No hair remaining and a job interview with a Texas based construction company two days away I was concerned. Having a short, blunt hair cut probably wasn’t going to be a selling point with a group of Texans notoriously supporters of big haired women. It’s kind of like going to a rodeo wearing stretch denims and a red felt cowboy hat with large white stitching. Not good. Thinking outside of the box I borrowed a short blond wig from a friend. Actually it looked real enough to be my own hair so I headed to the refinery for my interview and things went swimmingly. Offered the job I was instructed to show up the following Monday to begin what would be a three year stay working in as a Field Buyer. Along with my paperwork I was given a “dress code” which included steel toed boots and a hard hat. Oh-oh. Hard hats and wigs don’t necessary go together. I would assume every time you removed the hat the hair would naturally go right along with it. Soooo, I showed up for work the first day shorn and grinning. My new boss didn’t recognize me at first and after I’d been there a while I took some good natured ribbing about my original look. Thankfully hair has a way of growing out, so all was not lost, and this hair cut will do the same.
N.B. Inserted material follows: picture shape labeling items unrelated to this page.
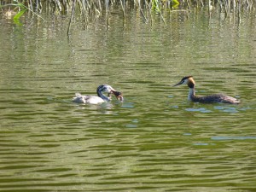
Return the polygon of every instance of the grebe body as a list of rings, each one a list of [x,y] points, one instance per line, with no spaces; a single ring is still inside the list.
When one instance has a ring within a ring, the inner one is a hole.
[[[73,102],[78,103],[100,104],[111,101],[111,96],[113,94],[118,100],[123,101],[122,94],[116,91],[108,84],[101,84],[96,90],[97,96],[83,96],[80,93],[76,93],[73,98]],[[108,96],[103,93],[108,93]]]
[[[189,88],[189,92],[188,99],[195,102],[203,102],[203,103],[212,103],[212,102],[223,102],[230,104],[239,104],[240,101],[224,94],[213,94],[206,96],[197,96],[195,93],[195,82],[192,76],[183,77],[179,83],[174,84],[173,86],[177,86],[179,84],[188,84]]]

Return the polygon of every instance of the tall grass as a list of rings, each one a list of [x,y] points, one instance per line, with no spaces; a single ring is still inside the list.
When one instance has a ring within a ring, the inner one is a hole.
[[[17,10],[16,19],[26,11],[40,15],[42,12],[67,15],[70,16],[68,32],[75,14],[79,14],[88,23],[90,16],[106,15],[109,25],[110,10],[121,10],[125,21],[131,8],[137,9],[145,21],[151,20],[152,13],[160,14],[166,23],[162,12],[207,9],[209,15],[217,8],[229,16],[230,13],[255,9],[256,0],[0,0],[0,11]]]

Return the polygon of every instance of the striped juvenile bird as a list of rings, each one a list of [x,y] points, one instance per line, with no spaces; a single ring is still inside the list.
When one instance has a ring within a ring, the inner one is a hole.
[[[96,92],[97,96],[83,96],[80,93],[76,93],[76,96],[73,98],[73,102],[79,103],[99,104],[110,102],[112,95],[114,95],[119,101],[123,101],[124,99],[121,92],[116,91],[108,84],[101,84],[98,86]],[[108,93],[108,96],[103,94],[104,92]]]
[[[195,82],[192,78],[193,76],[183,77],[179,83],[174,84],[173,86],[177,86],[179,84],[188,84],[189,88],[189,92],[188,96],[189,101],[195,102],[203,102],[203,103],[212,103],[212,102],[223,102],[230,104],[239,104],[240,101],[229,96],[223,94],[213,94],[206,96],[198,96],[195,93]]]

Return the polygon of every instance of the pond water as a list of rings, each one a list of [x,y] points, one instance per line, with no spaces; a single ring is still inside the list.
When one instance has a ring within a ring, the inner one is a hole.
[[[164,16],[0,19],[0,190],[255,191],[255,16]],[[72,102],[101,84],[125,101]]]

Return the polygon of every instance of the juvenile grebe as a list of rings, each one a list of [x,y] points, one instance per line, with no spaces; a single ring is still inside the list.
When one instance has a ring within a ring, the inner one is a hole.
[[[195,93],[195,83],[192,78],[193,76],[187,76],[183,77],[179,83],[174,84],[173,86],[177,86],[179,84],[186,84],[189,87],[189,92],[188,96],[188,99],[189,101],[195,102],[205,102],[205,103],[211,103],[211,102],[223,102],[223,103],[230,103],[230,104],[238,104],[240,101],[229,96],[225,96],[223,94],[213,94],[211,96],[197,96]]]
[[[102,102],[108,102],[111,100],[111,96],[113,94],[116,98],[119,101],[123,101],[123,96],[121,92],[116,91],[110,85],[101,84],[98,86],[97,96],[83,96],[80,93],[76,93],[76,96],[73,98],[73,102],[79,103],[89,103],[89,104],[98,104]],[[108,93],[106,96],[103,92]]]

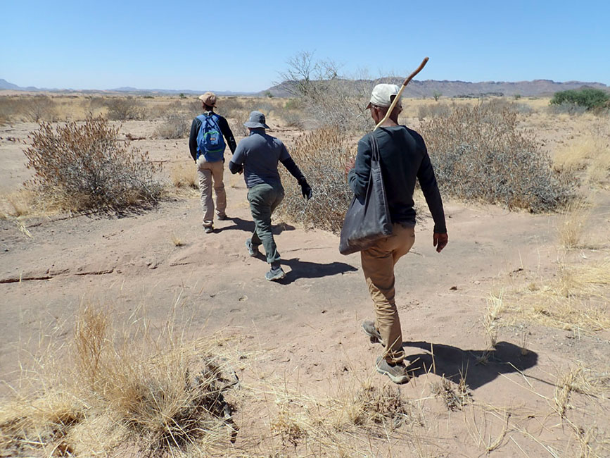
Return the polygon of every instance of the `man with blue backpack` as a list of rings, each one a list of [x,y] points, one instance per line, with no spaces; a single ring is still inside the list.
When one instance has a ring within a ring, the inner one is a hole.
[[[201,208],[203,210],[203,230],[209,234],[214,232],[212,182],[216,194],[216,215],[219,220],[227,219],[227,193],[223,182],[224,149],[228,144],[233,154],[237,145],[229,123],[224,118],[214,113],[216,94],[205,92],[199,96],[199,99],[203,104],[203,113],[193,120],[189,148],[191,156],[197,163]],[[227,140],[226,143],[224,139]]]

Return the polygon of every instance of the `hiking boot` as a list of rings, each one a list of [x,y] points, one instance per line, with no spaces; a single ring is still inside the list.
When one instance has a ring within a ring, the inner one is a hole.
[[[364,320],[362,321],[362,330],[364,334],[368,335],[371,339],[371,343],[380,343],[383,345],[383,340],[381,338],[381,335],[377,328],[375,327],[375,323],[370,320]]]
[[[377,369],[377,372],[386,374],[395,383],[405,383],[411,378],[404,363],[392,364],[386,361],[383,357],[377,358],[375,368]]]
[[[246,247],[248,249],[248,253],[250,257],[255,258],[260,254],[258,247],[252,245],[252,239],[247,239],[246,240]]]
[[[281,280],[286,276],[286,273],[281,270],[281,267],[272,267],[271,269],[265,274],[265,278],[269,281],[277,281]]]

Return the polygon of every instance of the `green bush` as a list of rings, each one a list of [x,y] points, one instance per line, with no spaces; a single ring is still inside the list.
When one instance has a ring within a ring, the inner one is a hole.
[[[25,150],[28,183],[43,205],[66,210],[120,209],[155,202],[163,190],[160,166],[148,153],[118,139],[103,118],[58,125],[41,123]]]
[[[603,107],[610,101],[610,94],[601,89],[585,87],[555,92],[551,99],[551,105],[572,104],[586,107],[587,110]]]
[[[557,209],[573,195],[574,178],[554,170],[509,105],[452,109],[421,125],[443,194],[535,213]]]

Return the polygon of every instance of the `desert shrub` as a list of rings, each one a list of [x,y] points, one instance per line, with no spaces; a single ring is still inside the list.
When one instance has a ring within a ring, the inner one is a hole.
[[[564,205],[573,192],[573,175],[553,169],[509,107],[456,106],[421,130],[444,194],[541,212]]]
[[[336,127],[319,129],[298,138],[290,151],[313,188],[313,197],[303,199],[296,180],[281,168],[286,197],[278,213],[307,228],[340,231],[353,195],[345,179],[347,137]]]
[[[280,74],[281,88],[299,100],[317,127],[336,125],[358,132],[370,129],[372,120],[365,107],[372,83],[341,78],[336,64],[315,61],[309,52],[293,57],[288,65]]]
[[[420,106],[417,116],[420,120],[422,120],[426,118],[446,117],[451,113],[451,106],[447,104],[430,104]]]
[[[581,115],[587,111],[587,107],[573,102],[564,101],[561,104],[549,105],[548,111],[551,114]]]
[[[142,104],[132,97],[112,97],[106,101],[108,109],[108,119],[128,120],[144,118]]]
[[[157,138],[184,138],[189,135],[191,120],[184,113],[174,112],[165,115],[163,123],[155,130]]]
[[[15,120],[52,121],[56,117],[56,104],[49,96],[0,97],[0,125]]]
[[[587,110],[604,106],[610,101],[610,94],[601,89],[585,87],[580,89],[568,89],[555,92],[549,102],[551,105],[574,104],[584,106]]]
[[[279,116],[288,127],[296,128],[300,130],[305,128],[305,120],[300,111],[297,111],[296,110],[282,110]]]
[[[122,209],[155,202],[162,184],[148,153],[118,140],[118,128],[104,118],[87,118],[58,125],[48,123],[30,133],[25,150],[34,175],[28,185],[41,200],[72,210]]]

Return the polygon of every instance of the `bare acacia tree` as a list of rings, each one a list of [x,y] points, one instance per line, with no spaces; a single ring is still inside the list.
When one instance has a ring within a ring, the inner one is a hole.
[[[339,76],[338,66],[330,60],[316,60],[310,51],[291,58],[280,72],[279,86],[299,99],[318,127],[364,131],[371,121],[364,107],[371,82],[364,78]]]

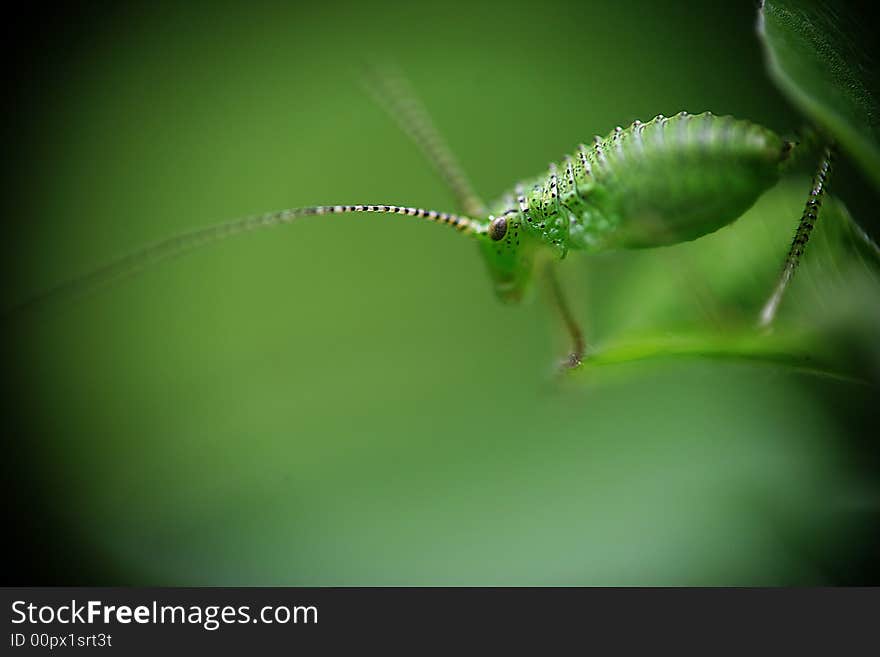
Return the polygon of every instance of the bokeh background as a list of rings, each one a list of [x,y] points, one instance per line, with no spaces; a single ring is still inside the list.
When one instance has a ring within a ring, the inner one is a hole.
[[[126,3],[9,26],[3,305],[217,220],[452,209],[361,86],[365,62],[407,74],[486,197],[657,113],[790,133],[754,21],[749,2],[334,1]],[[835,190],[870,214],[876,196],[841,171]],[[573,254],[562,275],[590,339],[752,317],[807,184],[720,241]],[[560,381],[541,290],[502,306],[483,267],[442,227],[316,218],[13,322],[7,579],[877,582],[876,387],[737,359]]]

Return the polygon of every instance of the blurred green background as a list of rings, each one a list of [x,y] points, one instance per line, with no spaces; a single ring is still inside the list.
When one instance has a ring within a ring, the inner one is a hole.
[[[37,42],[51,47],[34,48],[21,87],[5,300],[255,212],[452,209],[360,86],[359,65],[373,60],[410,77],[487,197],[657,113],[799,127],[764,74],[752,3],[723,4],[151,3],[71,14]],[[843,170],[851,207],[868,203]],[[772,227],[774,257],[739,272],[754,289],[769,291],[807,184],[783,185],[743,220]],[[740,243],[734,264],[749,250]],[[591,340],[654,326],[645,309],[658,295],[711,297],[682,265],[699,245],[573,254],[563,277]],[[560,382],[566,344],[549,305],[540,294],[498,304],[483,267],[448,229],[316,218],[17,327],[6,341],[7,466],[16,531],[40,560],[34,577],[875,577],[877,453],[864,422],[876,389],[711,360]],[[734,306],[752,316],[760,296]],[[676,307],[664,317],[680,317]]]

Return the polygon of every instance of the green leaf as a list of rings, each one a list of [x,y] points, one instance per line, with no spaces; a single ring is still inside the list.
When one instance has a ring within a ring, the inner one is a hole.
[[[880,253],[839,199],[826,200],[772,331],[758,329],[807,189],[806,180],[784,182],[737,222],[694,242],[594,258],[592,349],[575,377],[670,359],[875,377]]]
[[[836,3],[765,0],[758,13],[770,76],[880,188],[880,111],[855,17]]]

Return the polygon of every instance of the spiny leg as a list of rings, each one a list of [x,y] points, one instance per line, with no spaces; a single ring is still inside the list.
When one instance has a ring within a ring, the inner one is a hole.
[[[587,349],[587,344],[584,341],[584,332],[581,330],[580,325],[571,312],[568,300],[565,298],[562,286],[559,284],[559,279],[556,277],[553,263],[547,263],[544,267],[544,274],[547,277],[547,283],[550,288],[550,295],[553,297],[553,303],[559,311],[562,322],[565,324],[566,331],[568,331],[568,334],[571,337],[571,352],[565,360],[562,361],[561,365],[563,369],[573,369],[583,362],[584,352]]]
[[[759,324],[762,327],[769,326],[773,322],[774,317],[776,317],[776,311],[779,309],[782,296],[785,294],[785,290],[788,288],[792,276],[794,276],[794,272],[800,263],[801,256],[807,248],[807,242],[810,239],[810,234],[813,232],[813,227],[816,225],[819,210],[822,208],[822,197],[825,195],[825,188],[828,185],[828,180],[831,175],[833,158],[834,146],[828,145],[822,151],[822,159],[819,161],[819,167],[816,169],[816,174],[813,176],[810,195],[804,206],[804,213],[801,215],[801,221],[795,232],[791,248],[788,250],[788,255],[785,257],[785,265],[782,268],[782,274],[779,276],[773,294],[770,295],[770,298],[767,299],[767,303],[764,304],[764,308],[761,310]]]
[[[431,165],[446,181],[459,208],[471,217],[487,214],[486,205],[477,196],[452,151],[446,145],[424,104],[409,81],[388,67],[365,68],[367,89],[376,102],[409,135]]]

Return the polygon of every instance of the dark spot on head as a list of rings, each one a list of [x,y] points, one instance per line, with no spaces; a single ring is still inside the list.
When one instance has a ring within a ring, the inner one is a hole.
[[[496,217],[489,224],[489,237],[495,242],[504,239],[507,234],[507,219],[504,217]]]

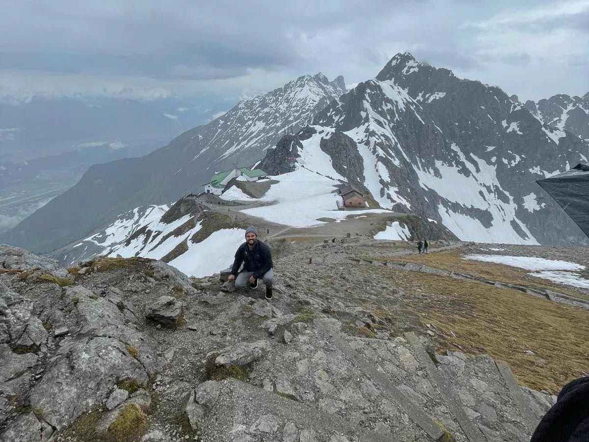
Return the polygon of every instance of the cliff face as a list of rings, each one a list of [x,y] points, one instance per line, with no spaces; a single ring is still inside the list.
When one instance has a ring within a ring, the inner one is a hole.
[[[329,161],[303,158],[316,146]],[[434,220],[462,239],[585,240],[535,180],[583,161],[587,144],[498,88],[421,65],[408,54],[282,140],[262,164],[283,164],[295,150],[301,166],[337,174],[382,207]]]

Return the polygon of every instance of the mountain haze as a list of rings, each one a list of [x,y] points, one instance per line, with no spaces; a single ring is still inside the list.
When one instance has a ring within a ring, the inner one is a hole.
[[[5,240],[48,252],[131,209],[198,192],[216,169],[259,160],[285,128],[296,131],[310,123],[345,91],[342,77],[330,82],[322,74],[303,75],[238,103],[148,155],[95,164],[75,186],[21,222]]]

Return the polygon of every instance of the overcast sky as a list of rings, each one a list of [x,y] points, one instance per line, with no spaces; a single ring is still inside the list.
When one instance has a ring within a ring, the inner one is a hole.
[[[589,0],[0,0],[0,95],[249,96],[393,55],[522,100],[589,91]]]

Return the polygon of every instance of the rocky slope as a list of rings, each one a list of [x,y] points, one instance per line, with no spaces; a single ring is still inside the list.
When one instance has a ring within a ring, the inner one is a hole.
[[[318,149],[327,159],[305,154]],[[365,187],[383,207],[442,223],[461,239],[584,240],[535,180],[583,160],[588,144],[542,123],[499,88],[421,64],[408,53],[279,141],[260,167],[284,171],[287,156]]]
[[[198,192],[217,169],[250,165],[290,127],[309,124],[345,91],[343,78],[304,75],[241,101],[209,124],[140,158],[95,164],[64,194],[24,220],[4,240],[47,252],[90,234],[120,213]]]
[[[589,92],[583,97],[560,94],[524,107],[547,124],[575,134],[589,141]]]
[[[219,275],[189,284],[161,262],[97,259],[65,274],[2,246],[0,438],[529,440],[553,397],[488,355],[432,359],[439,332],[390,281],[355,271],[361,245],[323,245],[305,269],[307,246],[273,245],[271,303],[219,292]],[[305,287],[293,283],[301,272]],[[334,272],[342,290],[323,291]]]

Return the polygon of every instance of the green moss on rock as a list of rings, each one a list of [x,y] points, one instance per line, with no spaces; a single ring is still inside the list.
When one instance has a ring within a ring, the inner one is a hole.
[[[129,392],[129,394],[131,394],[139,390],[140,385],[133,378],[125,378],[117,382],[117,387],[121,390],[127,390]]]
[[[127,404],[108,427],[113,440],[133,442],[147,430],[147,416],[137,404]]]
[[[72,285],[75,283],[67,278],[61,278],[61,276],[56,276],[54,275],[51,275],[49,273],[44,273],[39,276],[39,281],[46,281],[47,282],[55,282],[60,287],[65,287],[67,285]]]
[[[130,345],[128,344],[125,347],[127,348],[127,351],[129,352],[129,354],[134,358],[137,359],[139,357],[139,350],[137,349],[137,347],[134,347],[133,345]]]
[[[432,418],[432,420],[442,430],[442,438],[439,439],[440,442],[456,442],[456,438],[454,437],[454,435],[450,433],[449,430],[446,428],[446,426],[437,418]]]

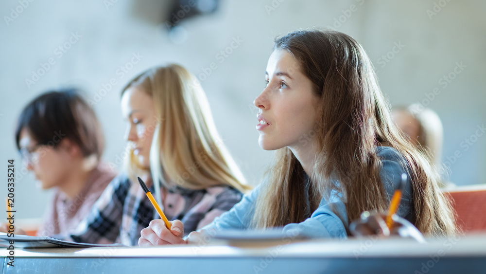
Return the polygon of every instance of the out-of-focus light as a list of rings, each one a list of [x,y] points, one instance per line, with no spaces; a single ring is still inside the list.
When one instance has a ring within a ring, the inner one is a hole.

Tilapia is a favorite on our dinner table. This is crunchy and yummy served with a bed of Jasmine rice or your favorite side. Yum.
Sindhi Masala Tilapia Dry
4 tilapia fillets
1 Tbsp. all-purpose flour
2 tsp. tumeric powder
1 1/2 tsp. ground coriander
1 tsp. garlic powder
1 tsp. ground fennel
1 tsp. garam masala
1 tsp. salt
1/2 tsp. chili powder
1/2 tsp. ground cumin
1/4 tsp. black pepper
Oil for frying
Whisk together flour, spices, salt and pepper. Dredge fish in mixture.
Heat 1/4″ of oil over high heat until shimmering. Add fish to pan and brown on both sides until flesh is light and flaky. Serve with lemon wedges.